CFD modeling of a displacement ventilation system for an office space
Office space indoor air quality assessment
Cleanroom design using CFD simulation
Fire and Smoke
By analyzing the results of simulations, building designers can understand and evaluate the impact of fire and smoke on structures and human occupants and improve design to reduce risk, limit damage and ensure safe access for fire fighters. Also, CFD is often the only way to prove that projects with complex and unique architectural features are safe and meet the requirements of safety codes.
Simulating fire and explosion scenarios is an important stage of building design. The results can demonstrate that smoke management and fire suppression systems are able to ensure the safety of occupants and preserve the structural integrity of the building.
BuildWind performs fire and smoke simulation using FDS (Fire Dynamics Simulator) software, a computational fluid dynamics code specifically developed to simulate smoke and heat transport in fire-driven fluid flows. It numerically solves a time-dependent form of the Navier-Stokes equations appropriate for low-speed, thermally-driven flow on a three-dimensional grid. Thermal radiation is computed using a finite volume technique and Lagrangian particle tracking is used to simulate smoke movement, sprinkler discharge and fuel sprays.
FDS has been developed and extensively validated to solve practical problems in fire protection engineering and can be effectively used in applications such as transport of heat and combustion products from fire, heat transfer between the gas and solid surfaces, sprinkler, heat detector, and smoke detector simulation. FDS is intended for use only by those competent in the fields of fluid dynamics, thermodynamics, heat transfer, combustion, and fire science, and is intended only to supplement the informed judgment of the qualified user. Sufficient evaluation of any model is necessary to ensure that users can judge the adequacy of its technical basis, appropriateness of its use, and confidence level of its predictions.

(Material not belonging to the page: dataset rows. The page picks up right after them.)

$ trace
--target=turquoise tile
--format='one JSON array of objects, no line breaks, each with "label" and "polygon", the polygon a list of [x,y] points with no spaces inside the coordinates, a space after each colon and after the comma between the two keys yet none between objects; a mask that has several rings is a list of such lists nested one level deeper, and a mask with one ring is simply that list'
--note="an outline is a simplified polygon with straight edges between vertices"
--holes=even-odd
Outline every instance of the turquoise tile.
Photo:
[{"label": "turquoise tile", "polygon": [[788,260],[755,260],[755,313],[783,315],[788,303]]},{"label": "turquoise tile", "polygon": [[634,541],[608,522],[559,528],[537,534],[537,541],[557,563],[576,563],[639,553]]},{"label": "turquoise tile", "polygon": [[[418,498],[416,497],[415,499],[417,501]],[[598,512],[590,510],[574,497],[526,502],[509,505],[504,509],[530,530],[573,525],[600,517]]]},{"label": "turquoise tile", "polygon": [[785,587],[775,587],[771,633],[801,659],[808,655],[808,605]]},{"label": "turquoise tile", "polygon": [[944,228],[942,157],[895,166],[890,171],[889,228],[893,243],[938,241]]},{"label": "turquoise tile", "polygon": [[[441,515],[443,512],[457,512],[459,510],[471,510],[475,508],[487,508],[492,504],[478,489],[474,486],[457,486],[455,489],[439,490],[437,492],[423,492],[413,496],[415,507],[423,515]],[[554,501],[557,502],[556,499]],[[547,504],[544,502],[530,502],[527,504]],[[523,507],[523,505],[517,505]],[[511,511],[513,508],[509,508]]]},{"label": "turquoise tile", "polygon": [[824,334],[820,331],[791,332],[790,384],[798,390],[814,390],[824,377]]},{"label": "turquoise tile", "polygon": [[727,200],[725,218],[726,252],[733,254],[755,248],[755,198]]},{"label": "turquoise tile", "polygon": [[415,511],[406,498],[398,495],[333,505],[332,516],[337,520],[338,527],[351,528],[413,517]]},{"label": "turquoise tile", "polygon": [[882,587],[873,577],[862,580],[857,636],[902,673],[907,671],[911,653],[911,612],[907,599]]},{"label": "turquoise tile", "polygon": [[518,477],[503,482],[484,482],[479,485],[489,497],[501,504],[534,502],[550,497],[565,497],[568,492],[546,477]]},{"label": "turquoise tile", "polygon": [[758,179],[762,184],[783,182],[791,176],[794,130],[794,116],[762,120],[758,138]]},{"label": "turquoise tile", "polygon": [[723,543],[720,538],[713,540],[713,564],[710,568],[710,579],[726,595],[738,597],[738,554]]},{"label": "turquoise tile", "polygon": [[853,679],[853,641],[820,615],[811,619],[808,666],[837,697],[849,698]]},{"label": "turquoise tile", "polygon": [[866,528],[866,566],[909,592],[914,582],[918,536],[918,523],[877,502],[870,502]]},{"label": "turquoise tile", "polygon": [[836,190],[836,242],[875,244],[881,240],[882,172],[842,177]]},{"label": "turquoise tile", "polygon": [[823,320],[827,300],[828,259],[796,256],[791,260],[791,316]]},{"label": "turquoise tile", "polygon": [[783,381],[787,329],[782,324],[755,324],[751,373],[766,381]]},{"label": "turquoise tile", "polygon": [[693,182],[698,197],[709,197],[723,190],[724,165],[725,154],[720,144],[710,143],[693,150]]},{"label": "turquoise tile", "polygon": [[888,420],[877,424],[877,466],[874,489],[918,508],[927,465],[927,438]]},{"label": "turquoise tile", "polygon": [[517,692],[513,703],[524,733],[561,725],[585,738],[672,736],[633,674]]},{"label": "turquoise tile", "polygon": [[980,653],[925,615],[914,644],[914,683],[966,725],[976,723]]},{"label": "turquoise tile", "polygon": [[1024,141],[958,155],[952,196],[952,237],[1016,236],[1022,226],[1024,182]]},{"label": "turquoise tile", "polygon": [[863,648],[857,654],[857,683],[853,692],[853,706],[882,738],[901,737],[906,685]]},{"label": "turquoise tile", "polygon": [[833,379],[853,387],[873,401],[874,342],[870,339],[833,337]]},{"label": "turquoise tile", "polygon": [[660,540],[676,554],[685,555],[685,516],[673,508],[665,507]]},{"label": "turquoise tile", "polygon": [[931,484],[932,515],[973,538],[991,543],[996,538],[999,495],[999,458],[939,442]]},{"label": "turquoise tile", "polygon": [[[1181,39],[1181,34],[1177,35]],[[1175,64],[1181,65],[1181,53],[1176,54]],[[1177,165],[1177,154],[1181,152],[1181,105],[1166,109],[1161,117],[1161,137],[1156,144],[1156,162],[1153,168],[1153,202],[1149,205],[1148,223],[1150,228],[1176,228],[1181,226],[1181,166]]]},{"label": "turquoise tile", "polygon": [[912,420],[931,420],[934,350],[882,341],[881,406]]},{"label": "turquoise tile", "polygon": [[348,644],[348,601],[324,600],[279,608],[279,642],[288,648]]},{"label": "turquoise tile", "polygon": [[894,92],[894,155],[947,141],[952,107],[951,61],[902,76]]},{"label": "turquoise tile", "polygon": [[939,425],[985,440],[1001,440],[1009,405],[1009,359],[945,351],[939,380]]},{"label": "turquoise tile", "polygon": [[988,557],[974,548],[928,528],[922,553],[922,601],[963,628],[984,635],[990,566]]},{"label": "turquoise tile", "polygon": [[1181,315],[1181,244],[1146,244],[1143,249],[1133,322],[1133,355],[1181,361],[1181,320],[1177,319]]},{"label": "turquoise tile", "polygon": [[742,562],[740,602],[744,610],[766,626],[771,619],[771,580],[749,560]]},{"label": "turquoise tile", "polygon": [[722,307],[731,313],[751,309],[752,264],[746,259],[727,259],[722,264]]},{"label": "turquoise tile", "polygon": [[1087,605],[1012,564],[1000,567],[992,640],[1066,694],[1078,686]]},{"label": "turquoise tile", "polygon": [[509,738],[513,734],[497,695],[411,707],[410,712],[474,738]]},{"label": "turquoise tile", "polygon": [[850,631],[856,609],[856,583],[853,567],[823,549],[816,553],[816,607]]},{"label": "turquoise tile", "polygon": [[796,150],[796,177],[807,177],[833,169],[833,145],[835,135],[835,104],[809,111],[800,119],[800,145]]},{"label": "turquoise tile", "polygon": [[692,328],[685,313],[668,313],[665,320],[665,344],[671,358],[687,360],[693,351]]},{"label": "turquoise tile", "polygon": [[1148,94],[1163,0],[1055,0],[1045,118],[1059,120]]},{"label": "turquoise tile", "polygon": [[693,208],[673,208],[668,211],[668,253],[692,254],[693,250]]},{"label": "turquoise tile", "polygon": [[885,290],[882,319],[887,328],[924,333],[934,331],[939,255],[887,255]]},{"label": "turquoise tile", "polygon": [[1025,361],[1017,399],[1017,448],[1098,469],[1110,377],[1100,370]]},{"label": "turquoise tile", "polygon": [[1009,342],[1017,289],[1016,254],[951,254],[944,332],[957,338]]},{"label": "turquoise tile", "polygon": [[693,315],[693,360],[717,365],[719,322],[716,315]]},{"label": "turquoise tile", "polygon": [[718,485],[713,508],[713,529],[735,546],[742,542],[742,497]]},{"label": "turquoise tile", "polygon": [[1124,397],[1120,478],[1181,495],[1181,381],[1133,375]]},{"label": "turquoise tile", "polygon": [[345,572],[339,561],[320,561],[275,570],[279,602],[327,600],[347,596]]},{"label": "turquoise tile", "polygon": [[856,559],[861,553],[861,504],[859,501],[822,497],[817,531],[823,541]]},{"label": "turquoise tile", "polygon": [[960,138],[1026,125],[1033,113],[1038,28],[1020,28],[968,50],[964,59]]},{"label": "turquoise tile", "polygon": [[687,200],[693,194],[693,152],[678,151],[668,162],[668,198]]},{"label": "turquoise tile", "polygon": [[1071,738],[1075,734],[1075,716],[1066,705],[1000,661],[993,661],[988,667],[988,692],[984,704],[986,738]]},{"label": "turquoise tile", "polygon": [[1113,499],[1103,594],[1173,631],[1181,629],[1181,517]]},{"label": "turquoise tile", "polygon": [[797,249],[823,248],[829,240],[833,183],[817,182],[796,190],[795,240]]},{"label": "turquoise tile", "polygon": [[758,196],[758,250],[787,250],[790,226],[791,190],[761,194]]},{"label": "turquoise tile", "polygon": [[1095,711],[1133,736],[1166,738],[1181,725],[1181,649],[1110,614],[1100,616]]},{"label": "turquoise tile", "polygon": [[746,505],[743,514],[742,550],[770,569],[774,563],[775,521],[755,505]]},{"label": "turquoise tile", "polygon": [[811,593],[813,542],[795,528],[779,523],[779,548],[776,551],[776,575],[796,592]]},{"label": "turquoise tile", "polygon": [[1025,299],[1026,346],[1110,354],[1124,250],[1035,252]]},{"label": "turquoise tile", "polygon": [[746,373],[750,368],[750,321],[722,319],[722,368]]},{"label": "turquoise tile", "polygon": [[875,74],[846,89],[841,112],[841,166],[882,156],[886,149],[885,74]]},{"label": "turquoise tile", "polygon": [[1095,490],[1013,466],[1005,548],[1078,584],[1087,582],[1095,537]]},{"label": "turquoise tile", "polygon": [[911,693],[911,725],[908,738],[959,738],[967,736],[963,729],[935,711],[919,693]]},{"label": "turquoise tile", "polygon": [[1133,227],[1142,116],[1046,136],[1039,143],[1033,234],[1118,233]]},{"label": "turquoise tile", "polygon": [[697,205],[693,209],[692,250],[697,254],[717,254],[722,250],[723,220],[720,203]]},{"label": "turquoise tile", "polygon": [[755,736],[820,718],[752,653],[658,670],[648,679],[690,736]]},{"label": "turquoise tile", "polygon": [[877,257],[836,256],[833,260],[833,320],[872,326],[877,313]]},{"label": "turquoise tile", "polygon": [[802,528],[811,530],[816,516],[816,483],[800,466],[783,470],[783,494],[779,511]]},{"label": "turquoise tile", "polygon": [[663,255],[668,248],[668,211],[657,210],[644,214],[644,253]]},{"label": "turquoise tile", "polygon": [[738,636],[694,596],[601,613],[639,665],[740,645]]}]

FDS is provided by the National Institute of Standards and Technology (NIST) of the United States Department of Commerce and it is currently maintained by the Building and Fire Research Laboratory (BFRL) of National Institute of Standards and Technology. The developers at NIST have formed a loose collaboration of interested stakeholders, including VTT Technical Research Centre of Finland, the Society of Fire Protection Engineers (SFPE), Engineering departments at various universities and fire protection engineering firms that use the software.
Sustainable development consists in ensuring future generations to have the same resources that we have today and maintain the desired environmental standards and quality of life.
Urban planning and design methods to achieve sustainability aim to create buildings and areas that are as neutral as possible by reducing their net environmental impact. Sustainable design criteria in the building industry involve topics such as natural ventilation, envelope performance, microclimate and internal air quality.